To avoid keeping pointers to the IO object that could prevent the GC from collecting lost IO objects, this proposal introduces Poll Descriptor objects (the name comes from Go's netpoll) that keep the list of readers and writers and don't point back to the IO object. The GC collecting an IO object is fine: the finalizer will close the fd and tell the event loop to cleanup the associated Poll Descriptor (so we can safely reuse the fd).

To avoid pushing raw pointers into the kernel data structures, and to quickly retrieve the Poll Descriptor from a mere fd, but also to avoid programming errors that would segfault the program, this propsal introduces a Generational Arena to store the Poll Descriptors (the name is inherited from Go's netpoll) so we only store an index into the polling system. Another benefit is that we can reuse the existing allocation when a fd is reused. If we try to retrieve an outdated index (the allocation was freed or reallocated) the arena will raise an explicit exception.

Note

The goals of the arena are:

  • avoid repeated allocations;
  • avoid polluting the IO object with the PollDescriptor (doesn't exist in other event loops);
  • avoid saving raw pointers into kernel data structures;
  • safely detect allocation issues instead of segfaults because of raw pointers.
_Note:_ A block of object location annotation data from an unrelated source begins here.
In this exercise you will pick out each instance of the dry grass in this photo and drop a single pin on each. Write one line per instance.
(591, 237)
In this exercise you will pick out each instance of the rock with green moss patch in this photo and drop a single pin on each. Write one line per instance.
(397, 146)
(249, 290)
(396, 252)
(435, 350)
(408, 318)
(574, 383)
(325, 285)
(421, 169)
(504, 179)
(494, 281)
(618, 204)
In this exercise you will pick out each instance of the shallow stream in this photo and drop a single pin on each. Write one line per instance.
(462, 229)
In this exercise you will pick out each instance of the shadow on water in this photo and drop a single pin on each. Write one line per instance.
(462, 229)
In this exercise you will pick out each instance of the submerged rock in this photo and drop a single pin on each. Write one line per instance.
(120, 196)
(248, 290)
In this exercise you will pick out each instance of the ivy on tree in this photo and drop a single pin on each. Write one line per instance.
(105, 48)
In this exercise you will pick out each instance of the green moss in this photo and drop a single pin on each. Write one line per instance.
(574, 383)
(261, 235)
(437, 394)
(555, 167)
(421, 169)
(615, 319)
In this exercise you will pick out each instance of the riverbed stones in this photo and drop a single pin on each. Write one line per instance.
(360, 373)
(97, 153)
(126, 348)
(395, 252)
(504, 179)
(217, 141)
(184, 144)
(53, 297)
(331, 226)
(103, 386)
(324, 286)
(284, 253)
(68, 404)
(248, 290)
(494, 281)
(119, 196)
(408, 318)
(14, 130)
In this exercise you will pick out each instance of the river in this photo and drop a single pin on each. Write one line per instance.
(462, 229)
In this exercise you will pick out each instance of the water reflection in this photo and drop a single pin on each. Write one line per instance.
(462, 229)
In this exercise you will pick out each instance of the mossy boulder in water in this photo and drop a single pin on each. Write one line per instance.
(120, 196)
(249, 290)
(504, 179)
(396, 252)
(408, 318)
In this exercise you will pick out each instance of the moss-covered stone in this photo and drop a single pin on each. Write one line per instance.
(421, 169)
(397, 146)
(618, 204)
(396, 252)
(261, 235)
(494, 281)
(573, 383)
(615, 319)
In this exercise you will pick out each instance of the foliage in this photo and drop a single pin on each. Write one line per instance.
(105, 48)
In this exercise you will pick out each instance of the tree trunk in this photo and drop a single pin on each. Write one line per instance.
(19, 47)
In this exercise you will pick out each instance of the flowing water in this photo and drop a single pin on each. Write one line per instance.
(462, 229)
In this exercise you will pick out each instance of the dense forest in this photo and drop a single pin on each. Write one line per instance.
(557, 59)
The Poll Descriptors associate a fd to an event loop instance, so we can still have multiple event loops per processes, yet make sure that an fd is only ever in one event loop. When a fd will block on another event loop instance, the fd will be transferred automatically (i.e. removed from the old one & added to the new one). The benefits are numerous: this avoids having multiple event loops being notified at the same time; this avoids having to close/remove the fd from each event loop instances; this avoids cross event loop enqueues that are much slower than local enqueues in execution contexts.
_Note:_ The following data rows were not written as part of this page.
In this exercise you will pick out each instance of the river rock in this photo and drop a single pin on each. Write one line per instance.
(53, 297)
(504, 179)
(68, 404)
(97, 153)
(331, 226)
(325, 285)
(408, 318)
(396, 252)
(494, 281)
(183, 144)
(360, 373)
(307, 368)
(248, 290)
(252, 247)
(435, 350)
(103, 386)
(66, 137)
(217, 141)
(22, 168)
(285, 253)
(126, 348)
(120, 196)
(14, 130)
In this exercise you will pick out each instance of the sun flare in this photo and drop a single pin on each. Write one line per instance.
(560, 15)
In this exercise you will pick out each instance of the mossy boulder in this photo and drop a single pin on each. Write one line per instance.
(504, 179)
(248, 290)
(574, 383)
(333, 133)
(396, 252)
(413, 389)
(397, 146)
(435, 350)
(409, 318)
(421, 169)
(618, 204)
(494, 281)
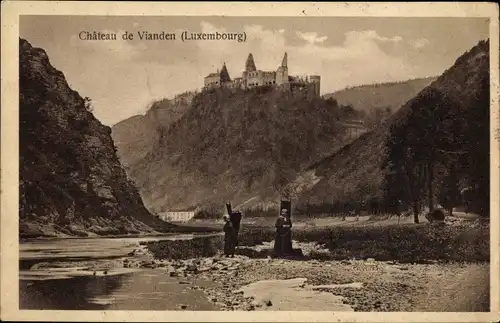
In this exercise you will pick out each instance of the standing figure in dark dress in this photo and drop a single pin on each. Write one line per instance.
(230, 238)
(283, 240)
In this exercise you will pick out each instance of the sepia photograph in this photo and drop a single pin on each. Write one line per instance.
(254, 163)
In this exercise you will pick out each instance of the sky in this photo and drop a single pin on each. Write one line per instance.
(124, 77)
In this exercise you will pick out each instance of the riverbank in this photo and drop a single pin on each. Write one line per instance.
(244, 283)
(365, 267)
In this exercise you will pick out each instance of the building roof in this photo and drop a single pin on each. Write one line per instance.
(212, 75)
(284, 63)
(224, 74)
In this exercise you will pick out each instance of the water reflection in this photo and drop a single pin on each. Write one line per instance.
(143, 290)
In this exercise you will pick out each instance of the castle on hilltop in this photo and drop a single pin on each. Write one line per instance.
(252, 77)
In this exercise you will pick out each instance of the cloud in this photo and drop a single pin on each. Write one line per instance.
(311, 37)
(372, 35)
(135, 73)
(419, 43)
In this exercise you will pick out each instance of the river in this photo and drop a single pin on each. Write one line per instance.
(88, 274)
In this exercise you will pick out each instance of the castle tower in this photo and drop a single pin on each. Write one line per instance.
(316, 82)
(250, 64)
(224, 74)
(282, 72)
(284, 63)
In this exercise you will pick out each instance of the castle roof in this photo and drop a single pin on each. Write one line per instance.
(284, 63)
(250, 64)
(224, 74)
(212, 75)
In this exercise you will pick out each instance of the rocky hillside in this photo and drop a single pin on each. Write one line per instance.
(134, 136)
(380, 96)
(242, 146)
(71, 181)
(355, 172)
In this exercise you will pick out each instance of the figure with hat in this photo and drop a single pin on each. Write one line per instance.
(283, 239)
(230, 237)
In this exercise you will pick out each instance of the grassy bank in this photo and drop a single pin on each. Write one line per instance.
(403, 243)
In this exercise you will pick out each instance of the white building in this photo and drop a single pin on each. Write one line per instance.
(177, 215)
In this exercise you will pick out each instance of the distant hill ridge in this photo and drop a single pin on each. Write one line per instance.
(380, 95)
(232, 145)
(355, 172)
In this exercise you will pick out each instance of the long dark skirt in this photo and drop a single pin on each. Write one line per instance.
(283, 244)
(229, 246)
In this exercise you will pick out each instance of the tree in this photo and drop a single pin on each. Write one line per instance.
(449, 191)
(88, 104)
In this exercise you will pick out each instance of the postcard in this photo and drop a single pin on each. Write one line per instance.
(247, 161)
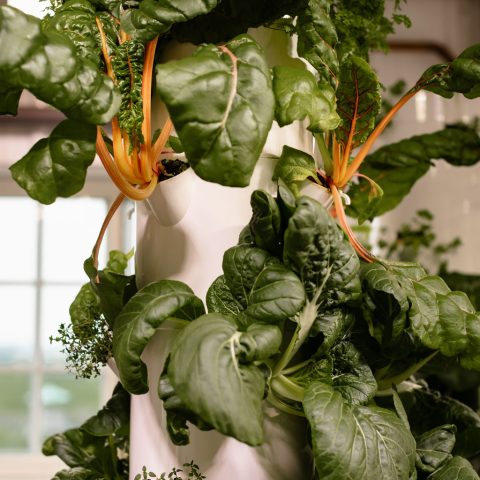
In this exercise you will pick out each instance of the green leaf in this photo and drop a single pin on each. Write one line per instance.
(266, 222)
(385, 303)
(317, 39)
(154, 17)
(276, 295)
(458, 468)
(221, 300)
(77, 473)
(427, 409)
(231, 18)
(177, 412)
(56, 166)
(74, 447)
(299, 96)
(333, 325)
(224, 392)
(358, 101)
(113, 418)
(76, 20)
(9, 98)
(316, 250)
(49, 65)
(112, 288)
(352, 376)
(397, 167)
(434, 447)
(241, 266)
(356, 441)
(368, 211)
(222, 105)
(462, 75)
(294, 167)
(140, 319)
A limitation is that trying to move a fd from one event loop to another while there are pending waiters will raise an exception. We could move timeout events along with the fd from one event loop instance to another one, but that would also break the "always local enqueues" benefit.

Most application shouldn't notice any impact because of this design choice, since a fd is usually not shared across fibers for concurrency issues. An exception may be a server socket with multiple accepting fibers. In that case you'll need to make sure the fibers are on the same thread (preview_mt) or execution context.

If this ever proves to be an issue, we can think of solutions. For example migrating timeouts along, triaging external fibers from local ones, and more, of course at the expense of some performance.

Drawbacks

  • There's more code to maintain: Instead of only the libevent driver we now have additional ones to care about.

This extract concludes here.